Estonia received a devastating setback in the sugar fine issue from the European Court of Justice which decided that the sugar Estonian households hoarded before Estonia joined the EU cannot be subtracted from all sugar that was bought, LETA/National Broadcasting reports.
The European Court of Justice which had already once ruled against Estonia in the sugar fine dispute, did not take into proceedings the complaint in which Estonia stressed the fact that a large part of the excess inventories Estonia had accumulated before joining the EU was not bought by companies but households.
Countries that joined the EU in 2004 had to remove excess inventories to pay a fine for them to avoid distorting the European Union internal market. Jam sugar of households would not have distorted the market, Estonia claimed.

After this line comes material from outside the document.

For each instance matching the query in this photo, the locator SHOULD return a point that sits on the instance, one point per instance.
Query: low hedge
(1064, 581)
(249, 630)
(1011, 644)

“The European Court of Justice decided not to take Estonia’s complaint into proceedings. Thus the hope was lost to get more than 200 million back out of the 580 million kroons paid to the European Union,” said agriculture ministry deputy chancellor Andres Oopkaup.
“Estonia paid the whole sugar fine over four years after accession, according to the fine decision; the last of the money was transferred in December 2009. If we had won the dispute, we would have regained about 40% of that money from European taxpayers since we think that it was unjustly claimed money,” said Oopkaup.
The decree of the European Court of Justice stressed, among other things, that the market was distorted by sugar hoarded by households before EU accession since private consumers bought less sugar as the result from the EU market after joining the EU.